GO WEST!

Mientras miles de personas se manifestaban en Madrid llenas de Orgullo, yo cumplía mis obligaciones como hermano mayor y me trasladaba a Badajoz para los preparativos de la ya casi inminente boda de mce79. Orgullo hay uno al año, pero a mi hermanito sólo lo voy a casar una vez en la vida.

Aunque ya lo empecé a comprobar cuando fuimos al Contempopranea, este fin de semana he ha servido para confirmar que la imagen que se suele tener de Extremadura no se corresponde con la realidad. Ni es una tierra sin pan llena de cretinos ni una serie de pueblos atrasados y pobres. El paisaje es verde: la autovía atraviesa campos de olivos y dehesas donde los toros pastan con tranquilidad al sol. Prácticamente en cada poste eléctrico o campanario hay un nido de cigüeñas. A los norteños nos llaman la atención, pero a los del lugar les resultan tan novedosas como las palomas.

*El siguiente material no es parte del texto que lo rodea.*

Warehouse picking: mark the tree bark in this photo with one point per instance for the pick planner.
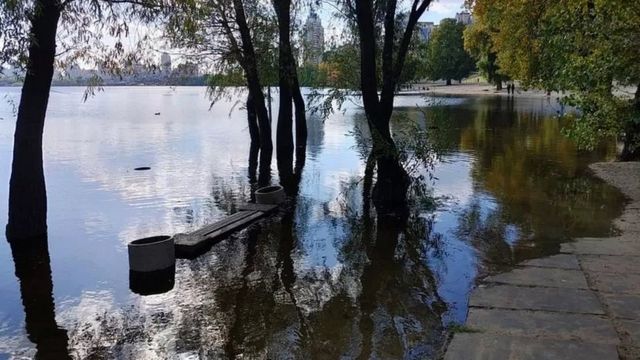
(255, 88)
(284, 136)
(301, 114)
(33, 271)
(631, 141)
(254, 134)
(390, 191)
(27, 190)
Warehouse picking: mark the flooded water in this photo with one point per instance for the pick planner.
(326, 279)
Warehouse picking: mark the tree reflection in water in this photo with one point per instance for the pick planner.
(33, 270)
(256, 296)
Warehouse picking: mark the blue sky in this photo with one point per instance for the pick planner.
(438, 10)
(441, 9)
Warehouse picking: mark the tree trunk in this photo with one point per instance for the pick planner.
(631, 141)
(255, 87)
(284, 136)
(33, 271)
(254, 134)
(27, 190)
(301, 114)
(390, 191)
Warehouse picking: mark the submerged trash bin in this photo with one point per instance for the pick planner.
(152, 282)
(152, 265)
(152, 253)
(270, 195)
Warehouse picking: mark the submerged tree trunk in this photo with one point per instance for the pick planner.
(631, 141)
(33, 271)
(27, 191)
(289, 91)
(254, 134)
(390, 191)
(301, 113)
(255, 88)
(284, 136)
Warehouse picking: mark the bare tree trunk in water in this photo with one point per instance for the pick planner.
(631, 145)
(33, 271)
(254, 134)
(289, 91)
(284, 136)
(27, 190)
(255, 88)
(390, 190)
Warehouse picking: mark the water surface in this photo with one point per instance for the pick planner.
(324, 280)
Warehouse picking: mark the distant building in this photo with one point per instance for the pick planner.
(425, 29)
(464, 18)
(313, 39)
(165, 63)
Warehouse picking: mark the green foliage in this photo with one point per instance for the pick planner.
(585, 47)
(446, 57)
(232, 78)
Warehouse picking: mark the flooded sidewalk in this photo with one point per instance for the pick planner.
(583, 303)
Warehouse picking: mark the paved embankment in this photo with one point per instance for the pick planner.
(581, 304)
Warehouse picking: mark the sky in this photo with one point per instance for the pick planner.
(438, 10)
(441, 9)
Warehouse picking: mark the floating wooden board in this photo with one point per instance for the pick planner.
(258, 207)
(199, 241)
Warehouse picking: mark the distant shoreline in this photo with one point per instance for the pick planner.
(473, 89)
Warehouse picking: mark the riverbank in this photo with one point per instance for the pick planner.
(582, 303)
(473, 89)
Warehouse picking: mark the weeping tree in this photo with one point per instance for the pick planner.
(586, 48)
(34, 35)
(384, 43)
(289, 92)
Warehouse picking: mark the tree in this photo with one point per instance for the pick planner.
(583, 47)
(27, 192)
(28, 38)
(232, 34)
(446, 57)
(289, 92)
(377, 32)
(478, 43)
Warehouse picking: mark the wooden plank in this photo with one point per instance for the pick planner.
(221, 223)
(265, 208)
(190, 245)
(235, 226)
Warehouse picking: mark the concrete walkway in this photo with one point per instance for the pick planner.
(581, 304)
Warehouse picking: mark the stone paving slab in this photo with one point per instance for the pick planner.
(623, 306)
(629, 221)
(615, 283)
(479, 346)
(562, 261)
(536, 276)
(602, 247)
(632, 329)
(557, 326)
(613, 264)
(536, 298)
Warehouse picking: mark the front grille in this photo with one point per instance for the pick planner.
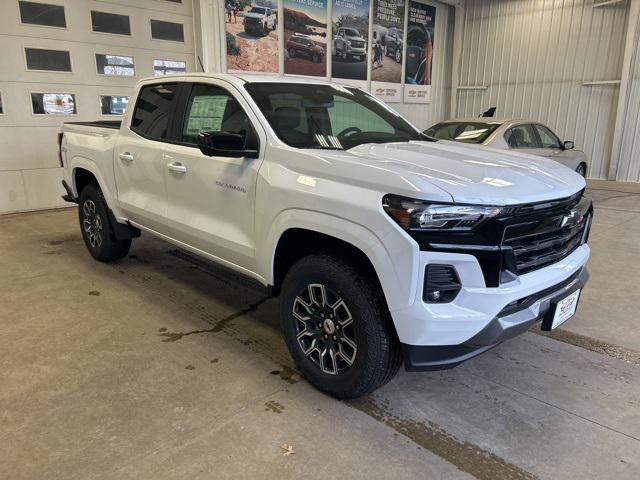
(543, 242)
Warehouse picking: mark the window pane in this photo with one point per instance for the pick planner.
(110, 23)
(115, 65)
(42, 14)
(521, 136)
(167, 31)
(547, 137)
(113, 104)
(167, 67)
(153, 109)
(53, 60)
(53, 103)
(212, 109)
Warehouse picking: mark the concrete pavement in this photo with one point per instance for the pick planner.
(163, 367)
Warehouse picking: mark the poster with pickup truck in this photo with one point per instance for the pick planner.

Los norteños también estamos acostumbrados a que un pueblo tenga unas decenas o centenares de habitantes y nos desconcierta que los haya con 2000 habitantes. El pueblo de la novia es de ese tipo. Tiene una iglesia de color blanco, diáfana, luminosa y llena de santos. Las señoras se abanican durante la misa y terminan haciéndolo todas casi al mismo ritmo. Es como ver el aleteo sincronizado de muchas mariposas. Al salir, me fijo en que por los muros laterales del templo corretean las salamanquesas. “Ligeras”, así las llama la familia de la novia. Mi hermano y yo nos acercamos a ver uno de los pequeños y escurridizos reptiles. Como las cigüeñas, ellas también despiertan nuestra curiosidad. El sol termina de ponerse tras el horizonte. Sopla aire fresco mientras tomamos un granizado de limón.